LES VŒUX ET ENGAGEMENTS A VIE

§1

Le point des vœux est très délicat. S'ils reposent sur des traditions ancestrales, les vœux dans les formes d'engagement actuels, souvent nouveaux, seraient, comme nous l'avons dit dans le préliminaire, à harmoniser et bien définir. Nous précisons ici des règles nécessaires pour éviter la confusion chez la personne qui s'engage et lui permettre d'avancer avec certitude. Outre des vœux sans valeurs canoniques chez certaines communautés, d'autres proposent des engagements de vie pour des laïcs qui entretiennent les mêmes confusions.
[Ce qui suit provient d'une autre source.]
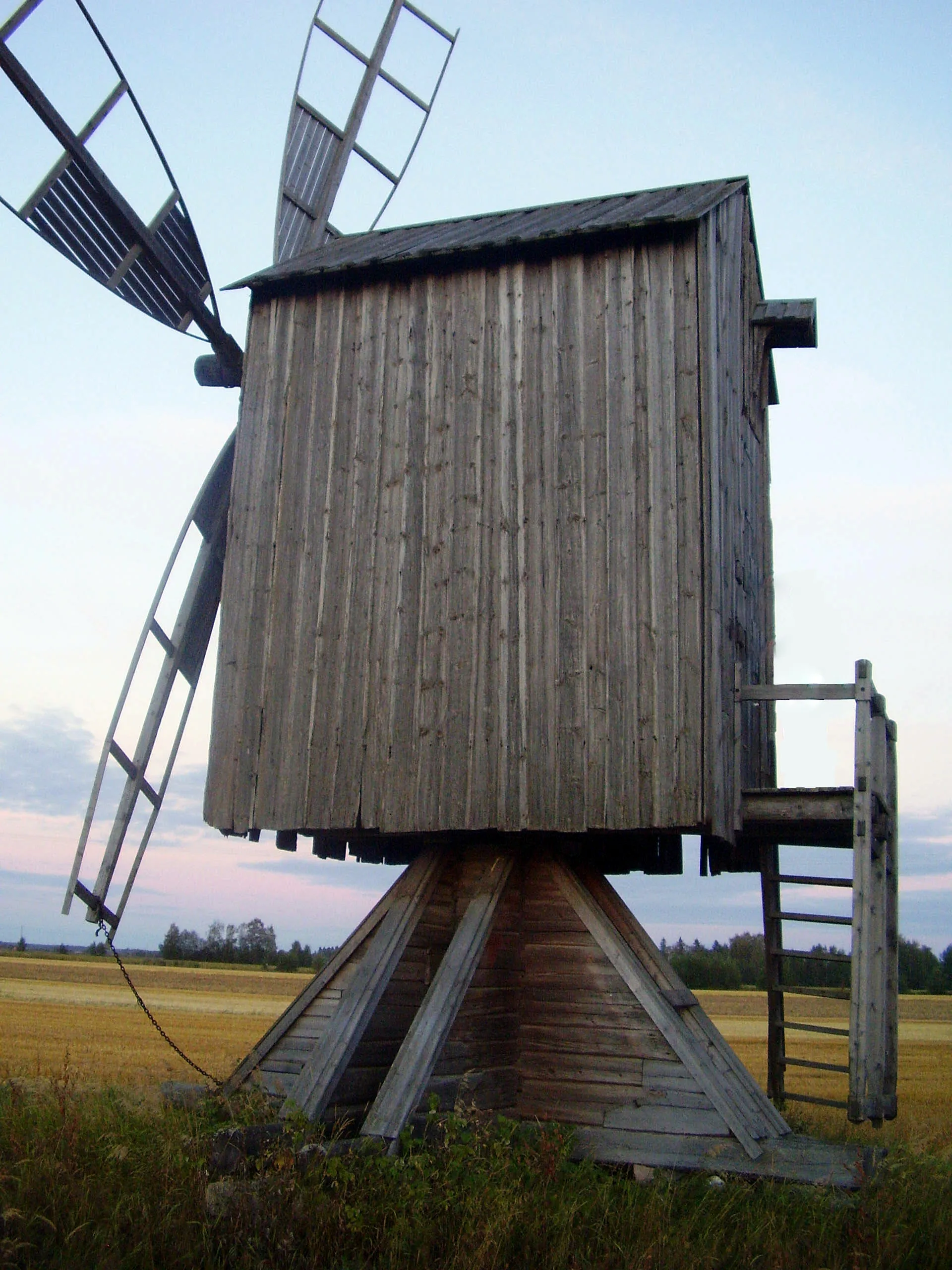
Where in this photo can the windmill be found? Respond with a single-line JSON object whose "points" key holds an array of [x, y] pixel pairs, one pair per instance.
{"points": [[494, 558], [158, 267]]}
Aussi ce que nous présentons sous la dénomination des vœux s'applique-t-il à toute forme d'engagement à vie.
 
Il est nécessaire de préciser, comme on le verra pour la sortie éventuelle, qu'un engagement s'inscrit dans une procédure canonique, objectivée par des documents signés et enregistrés dont puisse disposer la personne.
 
Les vœux ne sont valides qu’après un noviciat structuré et réellement formateur et quand le novice est en bonne santé. S’il est atteint d’une maladie chronique ou d’une incapacité permanente, il convient d’en apprécier avec lui les conséquences car cela ne représente pas nécessairement un obstacle aux vœux. La règle canonique exigeant que le noviciat ne dépasse pas deux années doit être rappelée et réellement appliquée.
 
Si, à l’issue de cette période, la personne qui était novice n’est pas admise aux vœux, elle doit quitter la communauté et ne pas y prolonger son séjour dans l’espoir d’être admise ultérieurement. De même si à l’issue des vœux temporaires, on lui refuse l’accès aux vœux définitifs. Les situations d’attente incertaine doivent être proscrites.
 
S’il est demandé une lettre écrite de candidature au postulant, la communauté doit également lui adresser une réponse écrite à laquelle doivent être jointes les Constitutions, et les informations pratiques utiles en matière de formation, de santé et prévoyance, et de respect des règles du pays où il se trouve (droit du Travail notamment, titres de séjour).
 
Il faut s’assurer que toute personne qui prononce des vœux a bien lu les Constitutions de la communauté ainsi que ces informations, et a pris le temps de se les faire expliquer et commenter. Un document co-signé par l’intéressé(e) et le (ou la) Supérieur(e) doit en attester et être enregistré auprès d’une instance ecclésiale indépendante. Si ce n’est pas le cas il doit être clairement reconnu qu’il y a eu dol et que les vœux sont nuls (CIC, c. 1191).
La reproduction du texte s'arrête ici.